Ainsi les représentations du corps dans l’histoire de l’art sont loin d’être anodines, d’où la nécessité de les repérer et de les relativiser lorsqu’elles sont devenues avec le temps des modèles normatifs. Avec ses séries d’œuvres sur les codes de l’art et les représentations sociales qui en découlent — les représentations particulières qui deviennent des poncifs, mais aussi les figures d’artistes que l’on a envie d’imiter — Joachim Biehler remet ces normes en cause avec humour et dérision, mais aussi une réelle efficacité.

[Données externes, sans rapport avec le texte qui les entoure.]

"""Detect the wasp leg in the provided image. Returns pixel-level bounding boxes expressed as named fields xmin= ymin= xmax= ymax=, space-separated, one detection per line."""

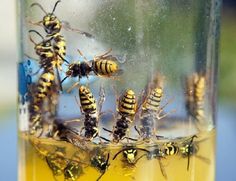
xmin=61 ymin=20 xmax=94 ymax=38
xmin=67 ymin=82 xmax=80 ymax=93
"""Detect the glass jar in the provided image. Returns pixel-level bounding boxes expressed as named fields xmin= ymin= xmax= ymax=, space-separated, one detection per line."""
xmin=18 ymin=0 xmax=221 ymax=181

Dès ses débuts2 son travail aborde ces questions avec des parodies de tableaux connus de tous, que ce soient des thèmes picturaux traditionnels tels que les Annonciations ou des tableaux singuliers souvent reproduits.
Parmi une série d’images qu’il projette en diaporama, il a par exemple réalisé en 2009 une Pietà en collaboration avec un artiste plus âgé incarnant pour lui un modèle. Dans une mise en scène photographique rendue évidente par la présence de spots professionnels et d’un rideau noir, comme dans un studio, on y voit Joachim Biehler se substituer à l’enfant Jésus dans les bras d’un homme remplaçant la mère. Tandis que les attitudes et positions des corps restent semblables à celles qu’on observe dans les Piétà classiques, le changement de personnages induit un changement dans le lien affectif qui les unit. Du cliché de l’amour maternel, on passe à un autre type d’amour, entre hommes, entre un jeune artiste et l’un de ses paires. Drôle et troublante, cette Piétà renverse une relation convenue pour offrir une représentation plus spécifique reflétant la diversité des expériences vécues. Dans la même série, Joachim Biehler a réalisé une Annonciation, en 2010, en collaboration avec Jean-Luc Verna. Proche des photographies que Verna réalise lui-même en se mettant en scène3 cette image est plus parodique que la précédente, affirmant, par des gestes exagérés, une théâtralité qui souligne le comique de la situation en regard du sujet choisi. Car autant l’amour est universel et peut être incarné par une infinité de personnages, autant l’Annonciation est une action en principe exclusivement réservée aux anges. Le jeu entre les deux hommes suggère avec dérision que non. Joachim Biehler travaille aussi à partir de tableaux particuliers, comme en 2013 lorsqu’il reprend, en compagnie de Pascal Lièvre, le célèbre Portrait présumé de Gabrielle d’Estrées et de sa sœur la duchesse de Villars (conservé au Louvre) tant de fois reproduit pour illustrer les manuels d’histoire et d’histoire de l’art. Ici, les deux complices imitent exactement la pose deux personnages du tableau médiéval — l’une des deux sœurs pince le sein de l’autre — et renchérissent sur l’énigme de ce geste en le déplaçant d’une baignoire féminine à une baignoire masculine. Entre la performance et l’œuvre photographique, ces mises en scène déjouent les poncifs mis en place au fil de l’histoire de l’art en introduisant des variations empruntées à l’esprit gay.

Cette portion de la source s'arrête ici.